We took the inland route one year as the Coastal Route had flooded, all I remember from this trip is a mountain, a goat track and another car coming at us from the opposite direction (I sat on the passenger side) – Dad got us safely down and then admitted to Mum that the brakes had also over heated and stopped working at some point on this mountain. Suffice to say I hate mountains and am not fond of heights; I go mildly catatonic on them.
We retired The Bomb from the annual trips when Petrol started to climb past the 90 cents per litre and then did the trips in Mum’s Barina (Beep Beep). Packing takes on a WHOLE new meaning in a car that small with 5 people in it and luggage for 6 weeks.
The inner tubes were deflated (we didn’t have boogie boards, and inner tubes worked just as well), and we had a bag allocation of one each (they were the size of a Kangaroo’s pouch). Wasn’t so bad as we lived in swimmers and thongs (flip flops not bum floss), the rules about doors, windows etc still applied in the Beep Beep also.

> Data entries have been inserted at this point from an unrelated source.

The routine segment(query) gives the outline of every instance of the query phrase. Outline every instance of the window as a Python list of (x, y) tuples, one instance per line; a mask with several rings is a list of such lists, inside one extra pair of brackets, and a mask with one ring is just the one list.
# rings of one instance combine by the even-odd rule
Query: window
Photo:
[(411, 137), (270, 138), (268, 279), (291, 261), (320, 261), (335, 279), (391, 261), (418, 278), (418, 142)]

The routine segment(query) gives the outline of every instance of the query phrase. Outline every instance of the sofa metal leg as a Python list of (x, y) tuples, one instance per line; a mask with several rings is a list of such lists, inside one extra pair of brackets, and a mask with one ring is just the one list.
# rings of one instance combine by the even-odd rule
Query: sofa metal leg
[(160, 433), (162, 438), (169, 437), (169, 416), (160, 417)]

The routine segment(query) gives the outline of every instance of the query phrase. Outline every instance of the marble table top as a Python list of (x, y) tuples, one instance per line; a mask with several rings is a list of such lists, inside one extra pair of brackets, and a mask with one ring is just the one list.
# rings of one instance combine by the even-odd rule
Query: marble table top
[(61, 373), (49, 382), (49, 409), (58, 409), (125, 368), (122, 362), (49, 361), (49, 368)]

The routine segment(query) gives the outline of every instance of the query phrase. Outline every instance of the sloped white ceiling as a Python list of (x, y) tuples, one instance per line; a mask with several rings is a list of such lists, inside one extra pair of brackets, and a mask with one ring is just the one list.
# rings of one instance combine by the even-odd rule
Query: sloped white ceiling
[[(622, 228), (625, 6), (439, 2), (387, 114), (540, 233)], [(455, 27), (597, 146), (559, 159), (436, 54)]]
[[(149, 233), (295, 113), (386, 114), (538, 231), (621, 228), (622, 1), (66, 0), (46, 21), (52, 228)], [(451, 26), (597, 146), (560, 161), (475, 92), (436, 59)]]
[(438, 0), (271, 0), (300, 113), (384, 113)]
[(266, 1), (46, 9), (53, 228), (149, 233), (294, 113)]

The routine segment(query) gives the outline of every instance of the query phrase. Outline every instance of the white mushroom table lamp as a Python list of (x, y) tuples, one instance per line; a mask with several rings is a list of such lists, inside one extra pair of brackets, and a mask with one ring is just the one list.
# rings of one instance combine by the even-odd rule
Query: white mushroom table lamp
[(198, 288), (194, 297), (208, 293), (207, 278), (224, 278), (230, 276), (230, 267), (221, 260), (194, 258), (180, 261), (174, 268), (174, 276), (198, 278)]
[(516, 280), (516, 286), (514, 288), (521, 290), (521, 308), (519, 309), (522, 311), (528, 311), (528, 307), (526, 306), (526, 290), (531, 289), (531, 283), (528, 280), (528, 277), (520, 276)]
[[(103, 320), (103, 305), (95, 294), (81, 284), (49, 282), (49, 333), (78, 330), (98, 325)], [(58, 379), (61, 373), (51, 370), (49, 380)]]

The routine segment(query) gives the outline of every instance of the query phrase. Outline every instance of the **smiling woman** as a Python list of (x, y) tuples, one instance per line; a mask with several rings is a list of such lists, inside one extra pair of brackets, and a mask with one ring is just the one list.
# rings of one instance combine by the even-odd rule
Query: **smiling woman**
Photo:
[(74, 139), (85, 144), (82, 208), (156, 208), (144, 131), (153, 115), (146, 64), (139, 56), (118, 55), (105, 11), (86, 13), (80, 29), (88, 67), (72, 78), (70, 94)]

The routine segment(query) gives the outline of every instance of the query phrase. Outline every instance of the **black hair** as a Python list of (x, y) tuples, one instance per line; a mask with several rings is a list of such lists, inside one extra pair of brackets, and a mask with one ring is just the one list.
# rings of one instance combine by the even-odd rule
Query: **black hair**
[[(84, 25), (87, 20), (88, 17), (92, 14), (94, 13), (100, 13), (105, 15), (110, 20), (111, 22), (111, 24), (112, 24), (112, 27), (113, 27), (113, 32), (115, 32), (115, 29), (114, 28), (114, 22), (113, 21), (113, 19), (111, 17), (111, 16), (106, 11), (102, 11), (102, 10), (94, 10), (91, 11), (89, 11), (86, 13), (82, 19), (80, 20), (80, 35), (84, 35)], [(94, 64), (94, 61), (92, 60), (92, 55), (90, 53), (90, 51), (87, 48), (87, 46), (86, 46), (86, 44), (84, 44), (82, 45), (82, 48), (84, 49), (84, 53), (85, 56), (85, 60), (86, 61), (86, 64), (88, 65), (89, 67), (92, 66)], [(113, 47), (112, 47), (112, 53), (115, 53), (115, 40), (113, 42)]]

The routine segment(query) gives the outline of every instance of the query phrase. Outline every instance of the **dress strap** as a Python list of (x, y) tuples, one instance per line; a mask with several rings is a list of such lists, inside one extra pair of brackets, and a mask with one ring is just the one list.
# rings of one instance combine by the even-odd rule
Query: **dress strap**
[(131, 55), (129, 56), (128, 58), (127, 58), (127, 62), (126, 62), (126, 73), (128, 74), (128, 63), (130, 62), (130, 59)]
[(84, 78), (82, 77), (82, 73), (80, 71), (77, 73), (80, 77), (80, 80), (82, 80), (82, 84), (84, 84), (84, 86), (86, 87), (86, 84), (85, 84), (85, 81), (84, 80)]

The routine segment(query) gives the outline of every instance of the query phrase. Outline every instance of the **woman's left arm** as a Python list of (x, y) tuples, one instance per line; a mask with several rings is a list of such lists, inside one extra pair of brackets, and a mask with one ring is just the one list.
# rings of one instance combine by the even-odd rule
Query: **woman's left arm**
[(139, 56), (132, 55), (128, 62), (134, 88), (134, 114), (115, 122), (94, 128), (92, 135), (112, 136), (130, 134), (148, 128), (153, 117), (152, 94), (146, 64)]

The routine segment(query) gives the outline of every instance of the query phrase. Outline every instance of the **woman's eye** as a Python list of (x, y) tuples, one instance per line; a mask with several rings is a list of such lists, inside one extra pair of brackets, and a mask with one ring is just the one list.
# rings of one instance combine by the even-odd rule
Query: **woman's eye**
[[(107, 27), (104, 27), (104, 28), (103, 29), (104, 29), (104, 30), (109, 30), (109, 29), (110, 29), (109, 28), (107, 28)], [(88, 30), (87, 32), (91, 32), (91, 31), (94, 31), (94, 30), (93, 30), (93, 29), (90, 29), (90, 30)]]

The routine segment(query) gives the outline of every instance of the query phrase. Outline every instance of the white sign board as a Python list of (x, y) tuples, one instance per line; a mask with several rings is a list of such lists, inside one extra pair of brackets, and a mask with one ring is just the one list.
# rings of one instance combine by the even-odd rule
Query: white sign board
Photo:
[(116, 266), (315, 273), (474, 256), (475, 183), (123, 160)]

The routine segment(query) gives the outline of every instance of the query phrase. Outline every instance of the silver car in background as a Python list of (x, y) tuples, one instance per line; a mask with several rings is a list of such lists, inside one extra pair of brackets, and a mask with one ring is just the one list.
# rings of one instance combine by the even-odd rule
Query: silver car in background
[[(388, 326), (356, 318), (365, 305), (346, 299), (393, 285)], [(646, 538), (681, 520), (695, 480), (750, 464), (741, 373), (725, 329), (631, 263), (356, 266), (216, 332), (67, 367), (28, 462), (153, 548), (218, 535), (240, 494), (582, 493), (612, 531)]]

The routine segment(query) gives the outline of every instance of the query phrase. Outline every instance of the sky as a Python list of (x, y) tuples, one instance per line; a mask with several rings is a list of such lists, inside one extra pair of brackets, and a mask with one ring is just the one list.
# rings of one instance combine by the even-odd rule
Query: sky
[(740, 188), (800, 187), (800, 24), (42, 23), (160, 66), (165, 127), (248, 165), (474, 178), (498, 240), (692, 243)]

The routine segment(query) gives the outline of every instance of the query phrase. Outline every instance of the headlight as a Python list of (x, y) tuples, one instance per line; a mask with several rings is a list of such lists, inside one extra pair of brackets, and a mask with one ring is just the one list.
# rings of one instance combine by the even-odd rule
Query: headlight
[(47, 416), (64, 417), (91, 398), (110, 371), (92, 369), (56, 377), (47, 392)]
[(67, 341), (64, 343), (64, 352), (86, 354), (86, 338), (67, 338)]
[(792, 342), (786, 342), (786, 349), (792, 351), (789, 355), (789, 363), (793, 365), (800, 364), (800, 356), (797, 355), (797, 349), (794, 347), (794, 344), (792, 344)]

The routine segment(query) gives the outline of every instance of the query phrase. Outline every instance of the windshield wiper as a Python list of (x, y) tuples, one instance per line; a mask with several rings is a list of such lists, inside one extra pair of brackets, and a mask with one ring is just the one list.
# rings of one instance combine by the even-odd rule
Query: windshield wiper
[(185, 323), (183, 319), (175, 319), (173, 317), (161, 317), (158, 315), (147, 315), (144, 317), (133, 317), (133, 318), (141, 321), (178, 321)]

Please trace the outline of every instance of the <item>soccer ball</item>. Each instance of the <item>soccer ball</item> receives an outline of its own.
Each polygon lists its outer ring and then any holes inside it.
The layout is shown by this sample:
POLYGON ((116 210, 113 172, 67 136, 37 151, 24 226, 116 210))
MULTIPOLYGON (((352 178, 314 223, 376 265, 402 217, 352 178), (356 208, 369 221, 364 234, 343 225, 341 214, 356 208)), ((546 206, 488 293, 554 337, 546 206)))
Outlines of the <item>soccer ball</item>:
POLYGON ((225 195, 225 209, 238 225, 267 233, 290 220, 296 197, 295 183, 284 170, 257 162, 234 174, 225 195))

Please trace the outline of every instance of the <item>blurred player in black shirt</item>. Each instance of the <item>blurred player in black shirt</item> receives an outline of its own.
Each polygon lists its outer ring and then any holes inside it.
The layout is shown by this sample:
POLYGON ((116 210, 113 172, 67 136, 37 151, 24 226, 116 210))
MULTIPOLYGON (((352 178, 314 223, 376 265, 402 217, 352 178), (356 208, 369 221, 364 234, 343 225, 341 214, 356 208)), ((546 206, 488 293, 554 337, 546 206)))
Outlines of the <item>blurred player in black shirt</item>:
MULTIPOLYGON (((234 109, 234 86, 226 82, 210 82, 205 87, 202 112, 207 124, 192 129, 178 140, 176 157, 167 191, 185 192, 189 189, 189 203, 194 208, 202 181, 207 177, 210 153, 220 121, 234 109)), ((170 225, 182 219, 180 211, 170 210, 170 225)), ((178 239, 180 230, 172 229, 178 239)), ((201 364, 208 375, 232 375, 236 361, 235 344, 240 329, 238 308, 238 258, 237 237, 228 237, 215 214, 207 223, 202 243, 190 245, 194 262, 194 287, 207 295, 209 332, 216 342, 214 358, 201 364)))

Three growing children in the back seat of a car the size of a hamster was tricky, but we made it work. If we fought we ran the risk of losing our trips to Sea World and Dreamworld. We loved going to the theme parks so would behave for the entire 13 hours.
I’m sure that my siblings knew that Dad would give us the who what when where why lecture so this is why they slept for the majority of the journey – They cheated. One year we all got personalised boom boxes for Christmas, they came with speakers. I think my parents regretted that decision, three different types of music coming from the back seat….
I could go on for hours reminiscing about family holidays. I look back on that time and think how lucky we were that my parents would do that with us. I also look at the kids who are getting out bush these days and think I hope you look back with fondness at these times, and spending time with your family. It was awesome and I wouldn’t change it for the world.